Detailed analysis of certain viral families led to the discovery of more than 30 new coronavirus species, including interesting examples in aquatic vertebrates such as fish and amphibians whose coronaviruses had a genome segmented into two fragments, a feature that has been described in other virus families but had not previously been detected in any coronavirus.
At the Institute for Plant Molecular and Cellular Biology, located in the Polytechnic City of Innovation, UPV scientists used Serratus to analyse the virus that causes human hepatitis D, a viral agent called Delta, of minimal genomic size and unknown origin. This allowed the CSIC researcher at the IBMCP Marcos de la Peña Rivero to detect similar viruses in a multitude of other animals, including not only mammals and other vertebrates but also invertebrates. "Surprisingly, these viruses were also found in environmental samples collected from lakes and soils all over the world, and their hosts are unknown for the time being," reveals De la Peña.

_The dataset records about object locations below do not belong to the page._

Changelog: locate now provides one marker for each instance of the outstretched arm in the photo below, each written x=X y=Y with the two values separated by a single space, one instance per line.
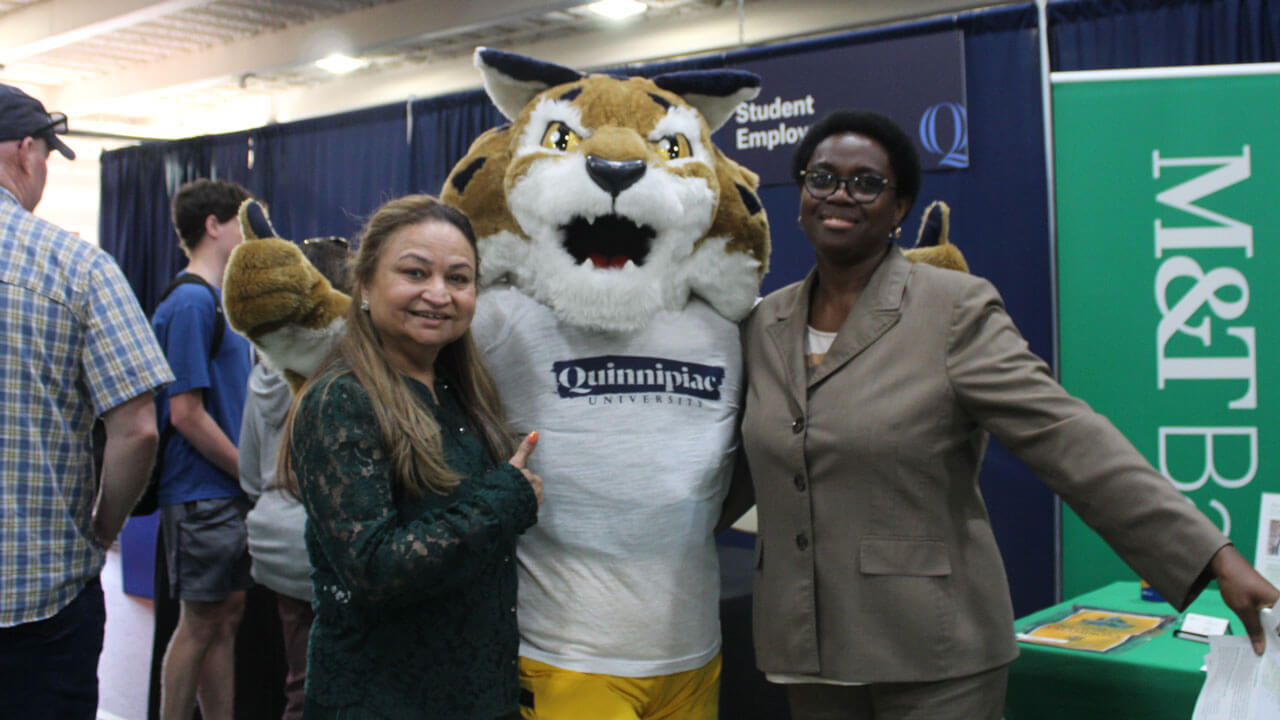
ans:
x=1244 y=591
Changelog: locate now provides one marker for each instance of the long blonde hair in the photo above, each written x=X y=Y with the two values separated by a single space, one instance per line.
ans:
x=408 y=429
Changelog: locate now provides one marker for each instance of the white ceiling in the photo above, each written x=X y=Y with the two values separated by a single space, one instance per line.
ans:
x=178 y=68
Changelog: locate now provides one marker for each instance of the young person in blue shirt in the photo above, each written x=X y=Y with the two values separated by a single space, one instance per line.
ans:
x=202 y=507
x=76 y=346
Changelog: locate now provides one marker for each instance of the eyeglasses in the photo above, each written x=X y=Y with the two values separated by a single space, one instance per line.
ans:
x=333 y=238
x=863 y=187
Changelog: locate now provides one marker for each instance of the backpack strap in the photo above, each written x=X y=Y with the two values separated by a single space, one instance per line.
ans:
x=219 y=319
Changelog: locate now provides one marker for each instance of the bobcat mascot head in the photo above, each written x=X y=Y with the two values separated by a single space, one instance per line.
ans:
x=604 y=197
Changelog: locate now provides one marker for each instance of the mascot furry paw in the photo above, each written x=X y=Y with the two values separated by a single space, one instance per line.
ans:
x=278 y=300
x=618 y=250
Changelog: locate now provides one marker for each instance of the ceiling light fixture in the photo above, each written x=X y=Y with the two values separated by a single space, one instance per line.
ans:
x=341 y=64
x=617 y=9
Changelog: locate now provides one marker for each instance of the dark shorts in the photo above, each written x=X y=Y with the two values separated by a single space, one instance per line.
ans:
x=49 y=668
x=206 y=546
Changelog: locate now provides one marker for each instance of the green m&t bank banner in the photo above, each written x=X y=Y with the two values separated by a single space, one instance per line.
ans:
x=1169 y=285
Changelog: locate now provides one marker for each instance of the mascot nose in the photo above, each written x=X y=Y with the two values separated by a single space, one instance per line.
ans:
x=613 y=176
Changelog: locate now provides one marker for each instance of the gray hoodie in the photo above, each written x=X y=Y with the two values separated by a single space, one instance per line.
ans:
x=277 y=520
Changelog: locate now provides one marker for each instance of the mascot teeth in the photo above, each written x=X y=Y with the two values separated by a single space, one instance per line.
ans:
x=608 y=242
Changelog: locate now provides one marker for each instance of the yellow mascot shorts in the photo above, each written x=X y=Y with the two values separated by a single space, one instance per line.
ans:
x=554 y=693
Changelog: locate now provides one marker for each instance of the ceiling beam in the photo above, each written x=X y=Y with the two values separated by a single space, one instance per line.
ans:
x=353 y=32
x=55 y=23
x=764 y=22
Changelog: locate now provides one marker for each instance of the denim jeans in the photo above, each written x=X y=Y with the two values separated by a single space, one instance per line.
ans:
x=49 y=668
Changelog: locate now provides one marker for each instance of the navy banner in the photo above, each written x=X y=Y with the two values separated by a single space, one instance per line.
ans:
x=917 y=81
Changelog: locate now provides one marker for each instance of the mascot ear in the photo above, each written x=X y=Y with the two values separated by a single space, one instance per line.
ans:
x=513 y=80
x=254 y=222
x=716 y=94
x=932 y=245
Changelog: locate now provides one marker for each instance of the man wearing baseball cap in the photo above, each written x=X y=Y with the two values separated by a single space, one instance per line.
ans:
x=76 y=346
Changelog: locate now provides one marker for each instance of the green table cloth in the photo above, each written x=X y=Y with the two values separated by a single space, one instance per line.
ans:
x=1155 y=678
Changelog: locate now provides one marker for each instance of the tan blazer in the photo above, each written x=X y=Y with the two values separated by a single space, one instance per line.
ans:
x=876 y=559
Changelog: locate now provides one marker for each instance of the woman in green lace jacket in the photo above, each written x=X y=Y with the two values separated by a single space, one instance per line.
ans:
x=398 y=450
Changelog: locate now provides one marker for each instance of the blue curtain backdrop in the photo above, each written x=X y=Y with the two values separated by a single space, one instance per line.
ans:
x=324 y=176
x=1152 y=33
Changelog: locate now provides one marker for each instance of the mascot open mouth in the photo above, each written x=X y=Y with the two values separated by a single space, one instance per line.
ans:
x=607 y=241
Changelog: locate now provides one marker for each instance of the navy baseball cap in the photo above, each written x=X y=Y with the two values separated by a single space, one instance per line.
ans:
x=22 y=115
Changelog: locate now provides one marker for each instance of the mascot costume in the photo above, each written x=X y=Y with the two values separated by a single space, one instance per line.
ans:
x=618 y=250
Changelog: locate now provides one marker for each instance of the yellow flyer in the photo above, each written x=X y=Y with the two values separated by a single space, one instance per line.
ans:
x=1093 y=629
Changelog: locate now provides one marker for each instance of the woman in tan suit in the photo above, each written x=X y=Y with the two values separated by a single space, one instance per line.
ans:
x=880 y=591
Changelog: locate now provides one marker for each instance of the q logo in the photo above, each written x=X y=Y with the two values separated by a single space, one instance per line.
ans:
x=958 y=154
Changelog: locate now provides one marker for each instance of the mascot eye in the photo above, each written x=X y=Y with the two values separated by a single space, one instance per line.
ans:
x=675 y=146
x=560 y=136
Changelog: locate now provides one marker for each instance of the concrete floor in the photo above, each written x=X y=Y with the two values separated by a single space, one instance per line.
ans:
x=126 y=662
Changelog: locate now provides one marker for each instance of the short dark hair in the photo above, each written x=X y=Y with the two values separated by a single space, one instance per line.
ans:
x=199 y=199
x=901 y=151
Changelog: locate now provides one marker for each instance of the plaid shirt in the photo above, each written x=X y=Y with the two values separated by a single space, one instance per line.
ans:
x=73 y=343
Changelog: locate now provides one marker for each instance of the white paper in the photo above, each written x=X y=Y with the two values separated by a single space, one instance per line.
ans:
x=1240 y=686
x=1205 y=625
x=1266 y=557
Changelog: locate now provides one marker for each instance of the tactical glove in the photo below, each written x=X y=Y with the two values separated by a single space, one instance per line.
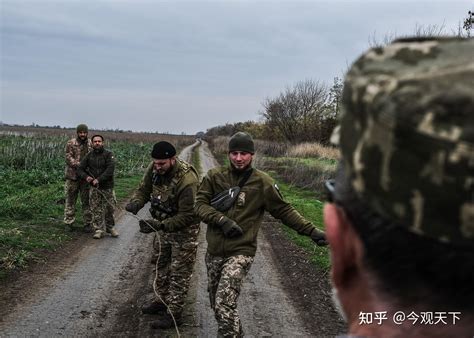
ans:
x=132 y=207
x=149 y=225
x=230 y=228
x=318 y=237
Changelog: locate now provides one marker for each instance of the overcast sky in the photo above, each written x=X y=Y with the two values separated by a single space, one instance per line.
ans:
x=184 y=66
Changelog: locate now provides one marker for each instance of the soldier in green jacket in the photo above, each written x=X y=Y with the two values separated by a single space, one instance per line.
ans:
x=232 y=234
x=170 y=184
x=97 y=168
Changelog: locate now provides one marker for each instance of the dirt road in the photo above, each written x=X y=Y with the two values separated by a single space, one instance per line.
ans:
x=95 y=288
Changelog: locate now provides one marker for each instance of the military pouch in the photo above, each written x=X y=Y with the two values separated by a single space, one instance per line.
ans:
x=224 y=200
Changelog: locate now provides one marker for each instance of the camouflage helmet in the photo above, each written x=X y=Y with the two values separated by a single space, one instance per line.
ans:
x=407 y=135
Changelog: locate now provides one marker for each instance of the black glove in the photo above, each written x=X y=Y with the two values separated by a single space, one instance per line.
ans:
x=149 y=225
x=230 y=228
x=132 y=207
x=318 y=237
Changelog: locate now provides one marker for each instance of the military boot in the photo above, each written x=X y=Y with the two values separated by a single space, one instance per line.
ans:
x=112 y=232
x=98 y=234
x=165 y=321
x=154 y=307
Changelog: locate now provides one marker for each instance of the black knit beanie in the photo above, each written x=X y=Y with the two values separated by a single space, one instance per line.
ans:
x=163 y=150
x=241 y=142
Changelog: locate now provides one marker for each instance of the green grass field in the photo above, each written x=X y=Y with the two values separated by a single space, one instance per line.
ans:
x=32 y=193
x=312 y=209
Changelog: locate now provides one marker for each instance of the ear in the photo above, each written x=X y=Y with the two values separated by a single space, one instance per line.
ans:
x=345 y=245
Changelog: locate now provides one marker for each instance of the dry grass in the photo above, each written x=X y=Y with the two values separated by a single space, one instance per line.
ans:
x=316 y=150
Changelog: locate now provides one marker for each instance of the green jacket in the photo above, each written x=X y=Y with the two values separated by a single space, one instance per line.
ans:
x=176 y=190
x=260 y=193
x=99 y=164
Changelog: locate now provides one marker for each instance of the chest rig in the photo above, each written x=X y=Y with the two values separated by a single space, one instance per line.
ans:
x=164 y=199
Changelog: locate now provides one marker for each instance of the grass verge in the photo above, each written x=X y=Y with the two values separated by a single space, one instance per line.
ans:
x=31 y=221
x=312 y=209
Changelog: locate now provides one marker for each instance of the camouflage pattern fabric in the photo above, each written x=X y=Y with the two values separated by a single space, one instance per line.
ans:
x=175 y=266
x=75 y=152
x=407 y=135
x=225 y=277
x=102 y=205
x=71 y=191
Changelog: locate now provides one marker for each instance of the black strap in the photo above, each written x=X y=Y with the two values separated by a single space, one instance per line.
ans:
x=245 y=178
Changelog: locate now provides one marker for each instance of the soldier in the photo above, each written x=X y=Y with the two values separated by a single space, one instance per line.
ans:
x=401 y=225
x=170 y=184
x=76 y=149
x=232 y=200
x=97 y=168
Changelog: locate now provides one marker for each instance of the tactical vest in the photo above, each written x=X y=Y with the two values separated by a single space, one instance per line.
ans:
x=166 y=194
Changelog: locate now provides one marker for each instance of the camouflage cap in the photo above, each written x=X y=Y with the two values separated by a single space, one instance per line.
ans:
x=407 y=134
x=82 y=128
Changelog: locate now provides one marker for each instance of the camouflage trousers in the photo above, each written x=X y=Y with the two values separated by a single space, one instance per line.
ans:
x=177 y=254
x=73 y=189
x=102 y=203
x=225 y=277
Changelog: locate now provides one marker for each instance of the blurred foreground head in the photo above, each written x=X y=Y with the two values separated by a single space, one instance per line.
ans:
x=402 y=225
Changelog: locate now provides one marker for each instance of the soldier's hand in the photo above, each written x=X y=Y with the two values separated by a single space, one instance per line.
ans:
x=149 y=225
x=230 y=228
x=132 y=207
x=318 y=237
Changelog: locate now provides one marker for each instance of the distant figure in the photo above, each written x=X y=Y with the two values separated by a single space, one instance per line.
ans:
x=401 y=221
x=232 y=200
x=76 y=149
x=97 y=168
x=170 y=184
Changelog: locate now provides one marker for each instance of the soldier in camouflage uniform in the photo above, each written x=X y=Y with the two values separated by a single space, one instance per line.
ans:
x=76 y=149
x=97 y=168
x=232 y=234
x=401 y=225
x=170 y=184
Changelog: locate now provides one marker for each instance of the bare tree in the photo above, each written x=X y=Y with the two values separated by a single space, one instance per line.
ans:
x=298 y=112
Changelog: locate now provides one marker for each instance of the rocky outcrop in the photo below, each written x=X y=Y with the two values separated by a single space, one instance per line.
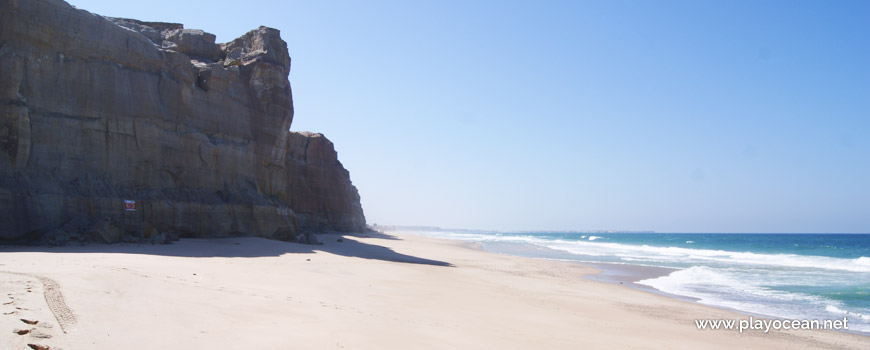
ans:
x=95 y=111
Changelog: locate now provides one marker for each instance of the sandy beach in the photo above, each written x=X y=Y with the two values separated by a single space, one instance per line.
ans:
x=373 y=291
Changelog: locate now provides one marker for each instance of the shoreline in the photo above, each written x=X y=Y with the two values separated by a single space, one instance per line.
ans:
x=626 y=275
x=366 y=291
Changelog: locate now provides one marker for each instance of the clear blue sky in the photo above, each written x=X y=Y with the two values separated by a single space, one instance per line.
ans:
x=674 y=116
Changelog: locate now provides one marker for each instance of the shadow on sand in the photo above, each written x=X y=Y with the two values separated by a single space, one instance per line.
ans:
x=246 y=247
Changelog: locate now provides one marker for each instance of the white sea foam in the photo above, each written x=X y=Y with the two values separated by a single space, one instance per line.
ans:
x=751 y=282
x=675 y=255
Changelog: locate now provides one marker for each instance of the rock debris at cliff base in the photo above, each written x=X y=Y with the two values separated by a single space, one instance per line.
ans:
x=96 y=110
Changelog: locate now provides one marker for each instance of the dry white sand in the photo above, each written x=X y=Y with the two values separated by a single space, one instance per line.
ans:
x=376 y=292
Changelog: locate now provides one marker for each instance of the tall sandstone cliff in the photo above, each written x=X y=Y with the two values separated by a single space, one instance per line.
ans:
x=96 y=110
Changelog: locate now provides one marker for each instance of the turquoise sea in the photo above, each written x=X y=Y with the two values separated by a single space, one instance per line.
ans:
x=790 y=276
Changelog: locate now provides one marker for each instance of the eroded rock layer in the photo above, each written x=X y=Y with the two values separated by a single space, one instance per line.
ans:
x=95 y=111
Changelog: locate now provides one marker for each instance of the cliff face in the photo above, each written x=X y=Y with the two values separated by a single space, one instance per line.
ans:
x=95 y=111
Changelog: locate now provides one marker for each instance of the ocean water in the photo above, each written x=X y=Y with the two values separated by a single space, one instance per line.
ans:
x=790 y=276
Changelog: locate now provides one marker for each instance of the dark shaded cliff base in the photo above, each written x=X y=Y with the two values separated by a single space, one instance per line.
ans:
x=95 y=111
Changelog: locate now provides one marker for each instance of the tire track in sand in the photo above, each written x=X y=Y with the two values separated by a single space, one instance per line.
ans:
x=54 y=298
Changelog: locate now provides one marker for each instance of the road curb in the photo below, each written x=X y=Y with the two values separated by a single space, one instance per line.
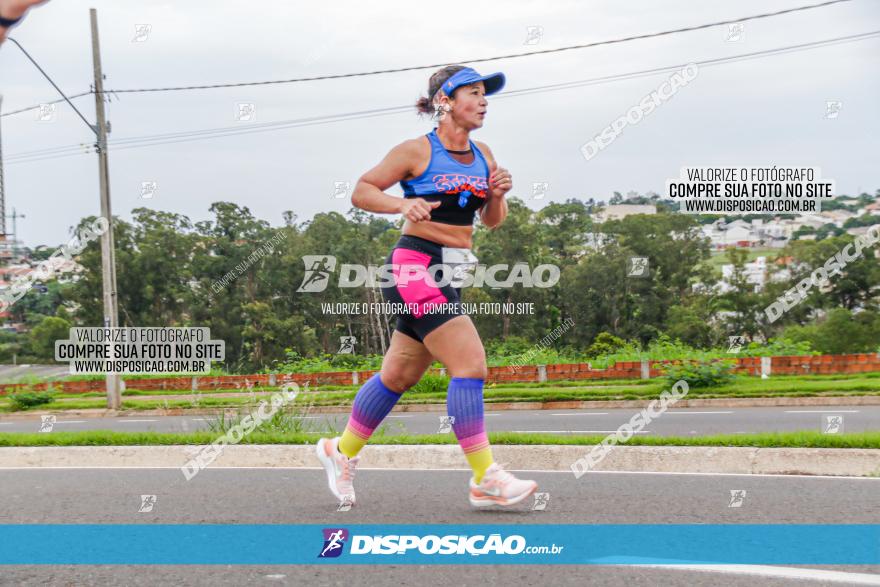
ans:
x=662 y=459
x=757 y=402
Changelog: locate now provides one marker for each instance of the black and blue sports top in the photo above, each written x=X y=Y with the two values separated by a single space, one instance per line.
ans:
x=461 y=189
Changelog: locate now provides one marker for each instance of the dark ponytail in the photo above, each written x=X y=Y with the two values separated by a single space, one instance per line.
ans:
x=425 y=105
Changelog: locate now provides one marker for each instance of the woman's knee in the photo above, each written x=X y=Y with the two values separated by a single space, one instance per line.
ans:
x=398 y=379
x=476 y=369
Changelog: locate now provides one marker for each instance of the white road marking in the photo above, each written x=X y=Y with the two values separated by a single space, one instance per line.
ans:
x=828 y=411
x=693 y=413
x=780 y=572
x=429 y=470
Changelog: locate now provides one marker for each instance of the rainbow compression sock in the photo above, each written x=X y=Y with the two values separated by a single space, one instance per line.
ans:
x=371 y=404
x=464 y=402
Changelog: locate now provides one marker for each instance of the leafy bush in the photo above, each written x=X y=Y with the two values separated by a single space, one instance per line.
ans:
x=778 y=347
x=605 y=344
x=28 y=399
x=295 y=363
x=700 y=373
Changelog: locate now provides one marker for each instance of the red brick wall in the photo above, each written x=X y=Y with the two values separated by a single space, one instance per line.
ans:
x=857 y=363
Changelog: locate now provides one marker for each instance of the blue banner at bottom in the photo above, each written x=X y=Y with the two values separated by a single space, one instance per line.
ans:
x=602 y=544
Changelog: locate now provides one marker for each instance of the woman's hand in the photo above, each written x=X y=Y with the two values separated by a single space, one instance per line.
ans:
x=417 y=209
x=500 y=183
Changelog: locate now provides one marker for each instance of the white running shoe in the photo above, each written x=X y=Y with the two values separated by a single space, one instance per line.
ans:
x=340 y=469
x=498 y=487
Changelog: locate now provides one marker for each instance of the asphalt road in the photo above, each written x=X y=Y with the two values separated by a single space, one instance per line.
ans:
x=299 y=496
x=677 y=422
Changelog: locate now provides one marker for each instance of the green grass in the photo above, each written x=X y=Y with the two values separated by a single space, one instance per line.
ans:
x=743 y=387
x=805 y=439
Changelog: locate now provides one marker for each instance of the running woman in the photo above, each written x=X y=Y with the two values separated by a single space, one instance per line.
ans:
x=446 y=179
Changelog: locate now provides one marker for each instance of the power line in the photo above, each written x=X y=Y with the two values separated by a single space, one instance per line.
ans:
x=36 y=106
x=496 y=58
x=477 y=60
x=187 y=136
x=54 y=85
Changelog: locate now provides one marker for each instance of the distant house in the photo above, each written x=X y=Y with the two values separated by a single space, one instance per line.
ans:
x=619 y=211
x=836 y=217
x=754 y=273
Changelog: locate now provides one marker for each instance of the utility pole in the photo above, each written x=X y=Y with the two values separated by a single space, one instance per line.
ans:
x=108 y=261
x=4 y=250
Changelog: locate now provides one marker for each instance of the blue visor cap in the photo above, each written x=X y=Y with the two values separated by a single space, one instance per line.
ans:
x=493 y=82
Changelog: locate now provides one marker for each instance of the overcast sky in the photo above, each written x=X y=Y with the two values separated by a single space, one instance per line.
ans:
x=767 y=111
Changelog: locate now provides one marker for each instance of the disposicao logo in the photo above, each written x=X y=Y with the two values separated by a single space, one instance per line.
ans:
x=334 y=540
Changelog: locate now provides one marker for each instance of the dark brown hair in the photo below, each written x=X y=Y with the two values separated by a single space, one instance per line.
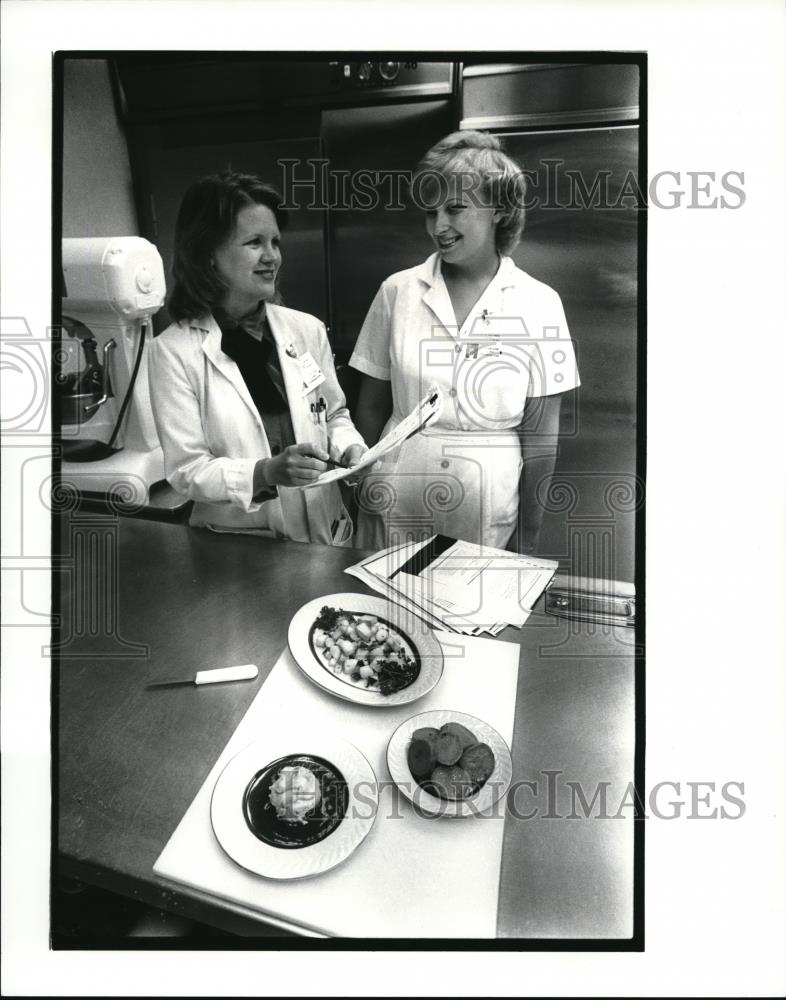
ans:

Evolutionary connection between human and plant viruses in the environment
Moreover, environmental samples with hepatitis D-like viruses revealed the presence of novel viral forms with ultra-compact genomes of minute size (only 300 bases, the chemical units that make up the genetic material). "This discovery allows us to advance a close evolutionary connection between viruses as distant as human hepatitis D and plant subviral agents called viroids," says the CSIC researcher.
Both the database of all the viruses obtained in the course of this study and the set of tools developed are freely and openly available (http://www.serratus.io). These tools can be of great use in characterising the diversity of all viruses existing in our planet and in preparing the world for possible new pandemics, the devastating consequences of which we are now suffering with emerging viral diseases such as COVID-19, caused by the SARS-CoV-2 coronavirus.